Liam Gallagher has been many things in his time; a farmer, a miner, a laborer and a gardener but never an artist. Scottee hopes to challenge the clichés and cliques of the art world with his new project. Scottee says: “I also would like people not to think this project was so radical, people think this is such a radical idea: ‘You’re turning a 77-year-old man into an artist?’ That shouldn’t feel like a strange thing but because we’re a society that is obsessed with youth and youth culture that when you get past 50 in this country, you disappear and I want to address that. People don’t go away, their thoughts don’t just stop and they still have the same thoughts as us but they’re even more advanced because they’ve lived much longer in those thoughts and ideas.

The other Liam Gallagher
The other Liam Gallagher

Scottee is asking the public to commission his grandad to create a series of art works, performances and installations and needs to raise £5,800 to fund the creation of a sound tour in the UK, Ireland and USA. Talking on Monday June 2, Scottee and his grandfather were already ¼ of the way there with £1,445 already raised: “There’s this artist who launched a crowd funder at the same time as me who is making a book about trying to make ginger people sexy. He was asking for a similar amount of money and within the time period got up to £22,000. I’m trying to make a project with an older person about tackling ageism and I’m struggling to get 25% and I think it says something about what we as a general public think is important. When people want to donate to a crowdfunding thing, it’s stuff that is important to them and obviously ageism isn’t high enough on people’s lists which is interesting. I knew it was going to be a difficult task but this is why the project has to happen.”

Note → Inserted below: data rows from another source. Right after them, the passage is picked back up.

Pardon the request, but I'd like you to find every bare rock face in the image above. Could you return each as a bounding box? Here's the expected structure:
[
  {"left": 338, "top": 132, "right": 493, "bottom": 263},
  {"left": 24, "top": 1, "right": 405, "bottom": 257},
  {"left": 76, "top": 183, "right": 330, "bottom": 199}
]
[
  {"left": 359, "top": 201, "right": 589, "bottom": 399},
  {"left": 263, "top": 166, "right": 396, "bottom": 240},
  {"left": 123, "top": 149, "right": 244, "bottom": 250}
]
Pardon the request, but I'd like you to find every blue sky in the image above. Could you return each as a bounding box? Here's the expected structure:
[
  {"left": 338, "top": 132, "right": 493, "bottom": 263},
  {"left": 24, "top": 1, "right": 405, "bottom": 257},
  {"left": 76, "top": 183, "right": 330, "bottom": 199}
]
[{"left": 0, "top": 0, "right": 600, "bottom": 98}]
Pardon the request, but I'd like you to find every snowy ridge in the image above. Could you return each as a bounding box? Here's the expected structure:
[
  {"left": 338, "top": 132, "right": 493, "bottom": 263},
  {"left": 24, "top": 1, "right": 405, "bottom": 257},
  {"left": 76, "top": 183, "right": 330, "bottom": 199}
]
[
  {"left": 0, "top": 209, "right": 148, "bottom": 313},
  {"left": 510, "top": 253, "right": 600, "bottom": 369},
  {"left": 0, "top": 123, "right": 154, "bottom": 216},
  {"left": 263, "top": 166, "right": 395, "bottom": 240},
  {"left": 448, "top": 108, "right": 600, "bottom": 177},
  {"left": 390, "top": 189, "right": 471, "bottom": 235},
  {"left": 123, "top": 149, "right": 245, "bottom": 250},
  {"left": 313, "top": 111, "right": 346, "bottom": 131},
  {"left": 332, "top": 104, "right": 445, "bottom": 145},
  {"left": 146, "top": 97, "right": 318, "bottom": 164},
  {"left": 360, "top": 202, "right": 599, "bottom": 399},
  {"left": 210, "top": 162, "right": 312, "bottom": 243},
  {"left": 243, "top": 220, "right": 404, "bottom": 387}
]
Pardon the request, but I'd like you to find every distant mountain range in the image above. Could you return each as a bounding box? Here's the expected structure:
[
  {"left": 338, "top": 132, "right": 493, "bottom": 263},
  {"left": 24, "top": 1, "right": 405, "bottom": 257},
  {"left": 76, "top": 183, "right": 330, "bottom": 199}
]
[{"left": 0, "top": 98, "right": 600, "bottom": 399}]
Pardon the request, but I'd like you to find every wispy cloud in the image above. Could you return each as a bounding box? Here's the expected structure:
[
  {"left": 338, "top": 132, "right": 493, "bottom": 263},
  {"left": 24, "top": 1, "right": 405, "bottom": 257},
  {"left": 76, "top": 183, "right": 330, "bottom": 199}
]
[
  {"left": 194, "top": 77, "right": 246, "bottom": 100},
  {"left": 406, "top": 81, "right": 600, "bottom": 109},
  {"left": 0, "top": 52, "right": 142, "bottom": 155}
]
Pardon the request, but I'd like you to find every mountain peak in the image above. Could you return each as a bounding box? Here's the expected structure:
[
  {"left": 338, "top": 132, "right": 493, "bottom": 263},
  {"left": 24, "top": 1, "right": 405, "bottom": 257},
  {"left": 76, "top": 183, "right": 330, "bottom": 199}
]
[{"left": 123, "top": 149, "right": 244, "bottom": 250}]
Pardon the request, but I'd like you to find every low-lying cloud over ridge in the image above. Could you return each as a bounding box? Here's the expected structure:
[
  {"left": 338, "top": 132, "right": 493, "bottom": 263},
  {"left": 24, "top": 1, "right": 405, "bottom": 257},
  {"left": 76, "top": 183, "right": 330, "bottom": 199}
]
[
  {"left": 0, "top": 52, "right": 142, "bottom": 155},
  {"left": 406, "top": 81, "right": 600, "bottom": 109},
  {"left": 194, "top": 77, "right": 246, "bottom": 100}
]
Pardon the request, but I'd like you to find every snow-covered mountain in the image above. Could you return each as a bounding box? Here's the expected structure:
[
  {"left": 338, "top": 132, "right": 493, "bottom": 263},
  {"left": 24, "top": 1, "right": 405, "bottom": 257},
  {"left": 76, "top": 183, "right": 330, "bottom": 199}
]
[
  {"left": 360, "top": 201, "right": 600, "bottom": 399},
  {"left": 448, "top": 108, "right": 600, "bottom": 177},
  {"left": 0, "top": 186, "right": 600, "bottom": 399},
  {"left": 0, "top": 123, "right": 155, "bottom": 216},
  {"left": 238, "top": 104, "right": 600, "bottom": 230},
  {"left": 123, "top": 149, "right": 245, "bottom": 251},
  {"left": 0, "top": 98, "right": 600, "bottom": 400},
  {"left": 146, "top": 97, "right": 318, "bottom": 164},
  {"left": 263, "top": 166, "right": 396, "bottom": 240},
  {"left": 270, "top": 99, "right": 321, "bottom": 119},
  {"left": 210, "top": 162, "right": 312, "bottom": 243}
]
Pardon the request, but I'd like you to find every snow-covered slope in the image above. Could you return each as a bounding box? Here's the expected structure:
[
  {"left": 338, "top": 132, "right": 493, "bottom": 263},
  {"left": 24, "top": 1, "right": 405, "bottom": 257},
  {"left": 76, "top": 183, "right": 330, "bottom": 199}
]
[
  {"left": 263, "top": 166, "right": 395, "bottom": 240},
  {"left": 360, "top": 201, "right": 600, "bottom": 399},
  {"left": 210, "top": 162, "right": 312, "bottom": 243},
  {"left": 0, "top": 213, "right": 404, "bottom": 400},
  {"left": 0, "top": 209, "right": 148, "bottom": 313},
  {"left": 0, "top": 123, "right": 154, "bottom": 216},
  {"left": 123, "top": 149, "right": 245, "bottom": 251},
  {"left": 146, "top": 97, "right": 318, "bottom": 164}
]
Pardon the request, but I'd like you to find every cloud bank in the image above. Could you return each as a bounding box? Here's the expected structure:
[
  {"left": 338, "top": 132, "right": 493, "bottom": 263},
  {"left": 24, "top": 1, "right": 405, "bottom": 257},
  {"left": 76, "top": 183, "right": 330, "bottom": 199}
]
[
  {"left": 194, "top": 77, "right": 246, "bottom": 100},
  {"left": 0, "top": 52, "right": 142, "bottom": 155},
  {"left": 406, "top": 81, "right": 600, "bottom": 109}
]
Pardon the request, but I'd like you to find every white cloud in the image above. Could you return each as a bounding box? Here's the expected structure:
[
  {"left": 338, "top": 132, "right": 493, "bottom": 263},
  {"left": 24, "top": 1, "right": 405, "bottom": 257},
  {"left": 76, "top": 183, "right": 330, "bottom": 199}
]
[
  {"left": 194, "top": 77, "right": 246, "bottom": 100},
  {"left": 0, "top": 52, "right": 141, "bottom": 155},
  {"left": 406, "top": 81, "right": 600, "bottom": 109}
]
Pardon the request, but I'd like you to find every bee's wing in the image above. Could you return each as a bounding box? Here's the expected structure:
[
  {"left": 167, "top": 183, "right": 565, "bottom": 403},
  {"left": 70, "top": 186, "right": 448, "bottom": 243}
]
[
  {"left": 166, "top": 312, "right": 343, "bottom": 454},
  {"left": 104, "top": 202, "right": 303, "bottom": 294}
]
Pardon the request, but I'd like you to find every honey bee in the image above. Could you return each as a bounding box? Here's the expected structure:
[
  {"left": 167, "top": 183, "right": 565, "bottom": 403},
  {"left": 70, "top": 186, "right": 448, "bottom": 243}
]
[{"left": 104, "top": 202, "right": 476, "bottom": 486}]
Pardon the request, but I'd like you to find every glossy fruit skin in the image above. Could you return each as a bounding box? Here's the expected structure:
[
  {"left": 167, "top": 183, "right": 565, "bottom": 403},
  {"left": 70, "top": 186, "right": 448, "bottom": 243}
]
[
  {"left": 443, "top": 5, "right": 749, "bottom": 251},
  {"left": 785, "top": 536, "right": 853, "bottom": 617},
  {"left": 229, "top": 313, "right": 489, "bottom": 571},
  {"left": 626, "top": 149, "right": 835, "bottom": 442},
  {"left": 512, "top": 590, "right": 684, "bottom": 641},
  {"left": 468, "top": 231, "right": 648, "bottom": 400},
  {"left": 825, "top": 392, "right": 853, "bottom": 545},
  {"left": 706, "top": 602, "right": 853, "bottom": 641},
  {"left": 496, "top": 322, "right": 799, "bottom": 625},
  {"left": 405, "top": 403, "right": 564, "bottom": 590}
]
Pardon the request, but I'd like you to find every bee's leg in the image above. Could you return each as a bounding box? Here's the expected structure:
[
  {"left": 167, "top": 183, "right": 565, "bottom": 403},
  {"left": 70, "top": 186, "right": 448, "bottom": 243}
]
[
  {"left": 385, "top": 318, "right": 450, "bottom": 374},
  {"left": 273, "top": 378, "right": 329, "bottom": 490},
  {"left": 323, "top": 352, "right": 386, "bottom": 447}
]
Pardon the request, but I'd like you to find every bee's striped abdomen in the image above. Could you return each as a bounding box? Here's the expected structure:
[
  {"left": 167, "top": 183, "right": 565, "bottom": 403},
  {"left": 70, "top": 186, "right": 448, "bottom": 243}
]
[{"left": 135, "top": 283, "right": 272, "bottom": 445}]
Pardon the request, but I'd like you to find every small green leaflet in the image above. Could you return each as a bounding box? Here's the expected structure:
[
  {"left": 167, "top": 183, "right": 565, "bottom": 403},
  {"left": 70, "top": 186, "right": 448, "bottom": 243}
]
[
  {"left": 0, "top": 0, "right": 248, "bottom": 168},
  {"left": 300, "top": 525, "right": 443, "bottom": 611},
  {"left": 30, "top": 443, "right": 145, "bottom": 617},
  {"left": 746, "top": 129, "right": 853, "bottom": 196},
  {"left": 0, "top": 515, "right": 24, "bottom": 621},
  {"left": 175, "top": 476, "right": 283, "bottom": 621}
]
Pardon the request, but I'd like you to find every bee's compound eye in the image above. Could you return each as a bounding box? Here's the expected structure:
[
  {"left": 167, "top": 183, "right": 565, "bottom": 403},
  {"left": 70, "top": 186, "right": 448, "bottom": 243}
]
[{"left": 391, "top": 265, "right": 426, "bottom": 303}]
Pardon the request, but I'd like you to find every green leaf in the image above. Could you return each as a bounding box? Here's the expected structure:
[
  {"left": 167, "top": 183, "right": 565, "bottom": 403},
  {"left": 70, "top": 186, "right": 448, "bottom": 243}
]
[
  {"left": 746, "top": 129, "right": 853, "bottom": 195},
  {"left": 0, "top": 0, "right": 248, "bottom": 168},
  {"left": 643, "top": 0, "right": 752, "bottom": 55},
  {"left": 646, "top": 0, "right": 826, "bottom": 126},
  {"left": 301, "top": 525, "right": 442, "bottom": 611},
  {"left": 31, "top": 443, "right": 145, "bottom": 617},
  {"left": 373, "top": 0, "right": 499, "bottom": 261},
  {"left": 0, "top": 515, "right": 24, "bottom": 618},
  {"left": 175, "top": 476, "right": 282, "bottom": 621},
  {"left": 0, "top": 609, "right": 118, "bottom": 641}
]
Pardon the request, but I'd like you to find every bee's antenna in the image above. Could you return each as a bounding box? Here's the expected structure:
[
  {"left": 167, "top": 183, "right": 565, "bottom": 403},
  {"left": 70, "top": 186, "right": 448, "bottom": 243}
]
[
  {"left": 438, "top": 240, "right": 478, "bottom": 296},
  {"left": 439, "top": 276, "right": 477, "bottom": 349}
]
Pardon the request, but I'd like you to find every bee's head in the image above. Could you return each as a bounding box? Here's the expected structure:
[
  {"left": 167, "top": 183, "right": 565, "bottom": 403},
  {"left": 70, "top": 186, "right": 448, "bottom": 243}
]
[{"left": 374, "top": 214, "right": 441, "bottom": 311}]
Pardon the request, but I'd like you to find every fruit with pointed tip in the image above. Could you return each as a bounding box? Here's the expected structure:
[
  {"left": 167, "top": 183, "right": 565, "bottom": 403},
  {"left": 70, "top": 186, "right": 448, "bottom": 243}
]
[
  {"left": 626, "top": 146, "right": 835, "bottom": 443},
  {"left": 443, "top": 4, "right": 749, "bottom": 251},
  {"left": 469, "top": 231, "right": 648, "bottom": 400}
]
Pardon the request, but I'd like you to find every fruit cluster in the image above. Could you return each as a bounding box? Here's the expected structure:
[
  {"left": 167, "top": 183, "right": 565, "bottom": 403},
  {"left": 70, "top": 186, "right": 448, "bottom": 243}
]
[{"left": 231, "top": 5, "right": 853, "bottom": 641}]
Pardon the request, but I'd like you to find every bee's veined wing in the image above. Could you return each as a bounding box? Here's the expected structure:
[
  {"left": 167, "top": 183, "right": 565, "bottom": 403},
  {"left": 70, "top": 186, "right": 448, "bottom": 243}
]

Scottee has in the past worked with Spare Tyre Theatre Company, a company that works to empower communities without a voice, including the over 60s: “I’ve always encountered the same issues when working with older people: That they’re constantly ignored, people shout at them, people don’t talk to them because people think they’re crazy, they’ve got dementia. There’s a real stereotype around older people that if we used for gender or race, there would be uproar.”

In the 1990s, Scottee’s grandfather got many phone calls from people who mistook him for his more famous namesake but the 77-year-old now feels like a celebrity himself with the media attention the project is getting.

Scottee finishes by highlighting once more the real meaning: “Even if two people look at an older person differently on a bus, I feel the project has had an impact.”